The story of a teenager (Anna Paquin) who witnesses a fatal bus accident and then spends the next weeks and months grappling with the emotional fallout of the tragedy while life somehow trudges on around her remains powerful and messy. The ensemble is rich and delicately balanced with her mother (J. Smith-Cameron), the bus driver (Mark Ruffalo), teachers (Matt Damon and Matthew Broderick), boys (John Gallagher Jr. and Kieran Kulkin), and an unlikely new friend (Jeannie Berlin), among others, playing their parts in her life story. Each character feels fully realized, even when in a plotline that feels edited down to evocative wisps or in a relationship – as in the sharply observed mother-daughter conflict - that slowly takes center stage. What’s most powerful about the film, what makes it such an emotional workout, is the way it manages to bottle a kind of whiplash self-important precociousness of adolescence where grappling with deep and powerful philosophical and emotional topics still unknowingly creates an incredibly self-centered point of view. This is a film about a girl who slowly begins to realize that others are not merely supporting characters in the opera of her life.

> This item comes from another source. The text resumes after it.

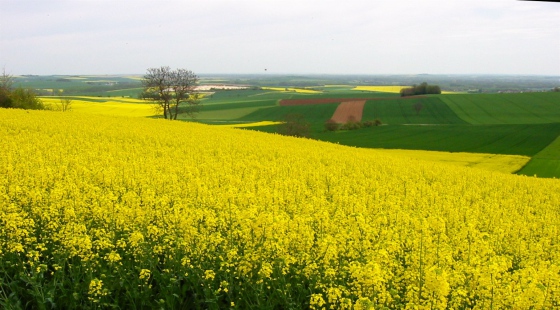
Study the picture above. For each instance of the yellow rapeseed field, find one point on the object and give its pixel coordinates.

This is my second time through Margaret and I found it to be even better than I remembered. It’s an expertly written, breathtakingly acted, experience, a sort of interior epic that reconciles its lack of cohesion and conventional narrative within an emotional framework that makes intuitive sense. Sitting near the front of the theater with the towering screen revealing all the more strikingly the film’s visual powers – a scene in which a taxi cab is suddenly, subtly surrounded by buses felt nearly overwhelming – the film took on a precision that I somehow missed in my initial viewing. Though I really liked the film at the time, I have an even better appreciation now. How often can you sit and feel a big crowd wrestling with a film so emotionally and thematically dense and articulate, so deeply felt and so smartly filmed? The brilliance of Lonergan’s film is the way it invites us into the life of a character and is unafraid to explore, to allow plot points to exist and breathe like life events, to grow and develop, to wither or fade at their own paces.  It’s truly some kind of masterpiece.

Also screened:
            Christopher Kenneally’s documentary Side by Side is a decent primer on the history of digital filmmaking and its conflict with traditional celluloid. All arguments get their (sometimes surface-level) day in court here as the film follows our host and guide Keanu Reeves as he talks to prominent directors (Martin Scorsese, George Lucas, Steven Soderbergh, David Fincher, Richard Linklater, David Lynch, Robert Rodriguez, Danny Boyle, Lars von Trier, the Wachowskis, Christopher Nolan, James Cameron) and cinematographers (Michael Ballhaus, Anthony Dod Mantle, Wally Pfister, Vittorio Storaro, David Tattersall, Vilmos Zsigmond). The film’s a who’s who of modern cinema, filled with interesting, charismatic artists, which makes it all the more disappointing that it gets so carried away with its history lesson that it forgets to actually interrogate these artists’ theories, claims, and opinions. Instead of editing in a way that puts traditionalists, pioneers, and those in the middle in some kind of conversation, the documentary is content to be an overlong, occasionally repetitive, clip to show an Introduction to Film Studies class. That’s fine for what it is, I suppose, but it certainly doesn’t have the kind of depth I would have appreciated.